Effective Aerosol Inoculation of Dose-Escalated Seasonal Influenza H3N2 Virus in Controlled Human Infection Model

Nadine Rouphael  1 Ralph Tanios  1 Jessica Traenkner  1 Matthew D Pauly  2 Nishit Shetty  3 Meredith J Shephard  2 A J Campbell  2 Christelle Radi  1 Shamika Danzy  2 Jin Pan  4 Flu CHIM Study GroupAndrew P Catchpole  5 Alex Mann  5 Joshua F Detelich  6 Anice C Lowen  2 Linsey C Marr  7 Seema S Lakdawala  2
Affiliations

Effective Aerosol Inoculation of Dose-Escalated Seasonal Influenza H3N2 Virus in Controlled Human Infection Model

Nadine Rouphael et al. medRxiv. .

Abstract

Human challenge models (CHIMs) are instrumental in advancing influenza research but have traditionally relied on intranasal inoculation, which does not mimic the natural aerosol transmission of the virus. We conducted a dose-escalation influenza CHIM study to evaluate the safety and feasibility of two modern aerosol delivery systems: a flow-focusing monodisperse aerosol generator (FMAG) and a medical nebulizer. Fourteen healthy adults aged 18-49 years were exposed to influenza A/Perth/16/2009 (H3N2) in a controlled inpatient setting. Infection rates were 75% (3/4) with FMAG and 50% (2/4) with the nebulizer at the higher dose. Infections were self-limited, with sinus congestion, rhinorrhea, and cough being the most common symptoms. No serious adverse events occurred. Viral shedding was reproducible across respiratory sites, and seroconversion occurred in 33% of infected participants. Symptom timing and viral kinetics were comparable to those observed in prior intranasal CHIMs.
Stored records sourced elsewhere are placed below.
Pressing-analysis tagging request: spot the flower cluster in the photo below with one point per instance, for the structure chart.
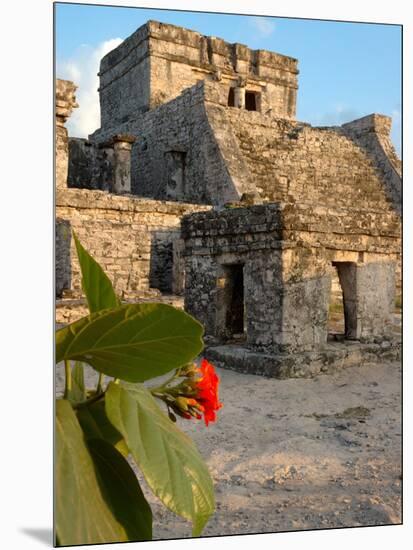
(195, 395)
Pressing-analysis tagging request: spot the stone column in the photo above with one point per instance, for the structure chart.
(122, 145)
(65, 103)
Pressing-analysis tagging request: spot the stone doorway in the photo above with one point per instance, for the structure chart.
(251, 101)
(342, 323)
(231, 308)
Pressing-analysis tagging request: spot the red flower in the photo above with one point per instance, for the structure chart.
(207, 391)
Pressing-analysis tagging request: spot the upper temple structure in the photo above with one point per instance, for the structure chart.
(201, 187)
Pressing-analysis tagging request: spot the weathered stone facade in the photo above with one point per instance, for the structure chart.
(229, 200)
(158, 62)
(131, 238)
(65, 103)
(287, 253)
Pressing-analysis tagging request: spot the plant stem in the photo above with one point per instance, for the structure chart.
(68, 379)
(89, 401)
(163, 386)
(99, 387)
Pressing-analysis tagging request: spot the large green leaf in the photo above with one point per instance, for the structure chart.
(77, 394)
(132, 342)
(169, 460)
(95, 283)
(96, 425)
(122, 490)
(82, 513)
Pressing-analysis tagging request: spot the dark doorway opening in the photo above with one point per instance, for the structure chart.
(175, 174)
(231, 98)
(234, 319)
(336, 324)
(343, 303)
(250, 101)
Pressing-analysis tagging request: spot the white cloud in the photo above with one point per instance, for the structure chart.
(82, 69)
(263, 25)
(339, 115)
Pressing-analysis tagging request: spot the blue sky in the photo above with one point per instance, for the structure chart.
(347, 70)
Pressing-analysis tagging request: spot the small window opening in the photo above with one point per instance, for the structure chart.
(250, 101)
(231, 98)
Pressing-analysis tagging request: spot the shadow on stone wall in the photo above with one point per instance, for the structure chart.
(63, 256)
(161, 262)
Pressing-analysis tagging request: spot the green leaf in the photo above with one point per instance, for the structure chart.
(95, 283)
(96, 425)
(132, 342)
(169, 460)
(78, 392)
(82, 513)
(122, 490)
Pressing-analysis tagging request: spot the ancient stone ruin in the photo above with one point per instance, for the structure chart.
(201, 189)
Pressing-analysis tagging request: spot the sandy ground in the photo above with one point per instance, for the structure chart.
(299, 454)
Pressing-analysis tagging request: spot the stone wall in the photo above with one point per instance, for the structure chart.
(158, 61)
(180, 131)
(126, 235)
(288, 253)
(65, 103)
(291, 161)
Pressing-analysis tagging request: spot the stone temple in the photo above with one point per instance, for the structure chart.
(201, 189)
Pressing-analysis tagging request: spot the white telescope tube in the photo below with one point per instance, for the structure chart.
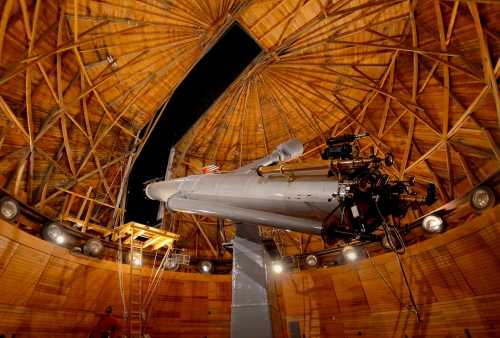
(237, 214)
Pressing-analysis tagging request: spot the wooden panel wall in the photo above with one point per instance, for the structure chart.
(455, 278)
(46, 292)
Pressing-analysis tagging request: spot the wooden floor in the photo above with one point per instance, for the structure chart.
(46, 292)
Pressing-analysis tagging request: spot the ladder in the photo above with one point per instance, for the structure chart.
(135, 314)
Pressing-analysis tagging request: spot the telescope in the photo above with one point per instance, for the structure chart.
(343, 196)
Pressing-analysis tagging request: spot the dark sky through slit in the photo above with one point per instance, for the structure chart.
(203, 85)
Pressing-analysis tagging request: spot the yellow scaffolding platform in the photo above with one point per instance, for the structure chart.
(155, 238)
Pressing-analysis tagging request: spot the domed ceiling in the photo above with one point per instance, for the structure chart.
(80, 79)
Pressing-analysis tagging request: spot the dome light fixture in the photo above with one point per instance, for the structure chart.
(206, 267)
(311, 260)
(482, 198)
(277, 267)
(391, 241)
(349, 253)
(433, 224)
(54, 232)
(93, 248)
(9, 208)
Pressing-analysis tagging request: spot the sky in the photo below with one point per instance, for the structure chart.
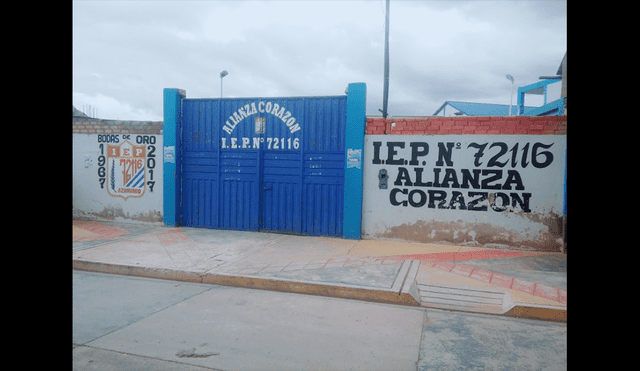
(126, 52)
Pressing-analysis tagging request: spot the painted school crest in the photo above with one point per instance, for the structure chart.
(125, 170)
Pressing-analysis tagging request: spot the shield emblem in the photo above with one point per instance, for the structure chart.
(126, 170)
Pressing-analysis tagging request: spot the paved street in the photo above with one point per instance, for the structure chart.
(122, 322)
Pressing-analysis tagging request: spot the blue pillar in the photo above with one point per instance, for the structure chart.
(171, 155)
(356, 119)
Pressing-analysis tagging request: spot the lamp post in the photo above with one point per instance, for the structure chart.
(510, 78)
(222, 74)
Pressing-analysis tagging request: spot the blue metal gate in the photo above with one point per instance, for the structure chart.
(273, 164)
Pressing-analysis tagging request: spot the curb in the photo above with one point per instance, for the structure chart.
(403, 291)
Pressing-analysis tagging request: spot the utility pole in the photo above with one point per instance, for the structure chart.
(385, 96)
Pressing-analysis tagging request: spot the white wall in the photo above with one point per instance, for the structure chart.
(102, 192)
(431, 201)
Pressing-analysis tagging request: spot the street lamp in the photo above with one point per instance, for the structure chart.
(510, 78)
(222, 74)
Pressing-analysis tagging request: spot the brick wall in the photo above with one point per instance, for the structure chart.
(469, 125)
(96, 126)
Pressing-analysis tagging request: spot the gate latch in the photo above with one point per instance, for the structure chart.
(382, 176)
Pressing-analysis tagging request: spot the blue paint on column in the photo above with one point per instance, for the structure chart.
(356, 110)
(171, 155)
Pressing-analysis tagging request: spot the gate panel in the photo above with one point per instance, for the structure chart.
(200, 164)
(275, 164)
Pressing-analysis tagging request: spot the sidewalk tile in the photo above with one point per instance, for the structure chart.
(502, 280)
(445, 266)
(462, 270)
(524, 286)
(481, 275)
(547, 292)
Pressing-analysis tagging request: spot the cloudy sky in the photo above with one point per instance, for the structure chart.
(126, 52)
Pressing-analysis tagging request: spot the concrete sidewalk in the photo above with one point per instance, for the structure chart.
(501, 282)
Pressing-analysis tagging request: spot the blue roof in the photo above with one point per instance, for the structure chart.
(483, 109)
Participants receiving nebulizer-delivered virus showed earlier viral detection in the oral cavity, suggesting broader airway deposition. These findings demonstrate that aerosol influenza challenge is both safe and effective and can simulate natural infection more accurately than intranasal delivery. This reintroduction of aerosolized influenza challenge provides a robust platform for studying transmission dynamics, tissue-specific immune responses, and for evaluating next-generation vaccines and therapeutics under conditions that better approximate real-world exposure.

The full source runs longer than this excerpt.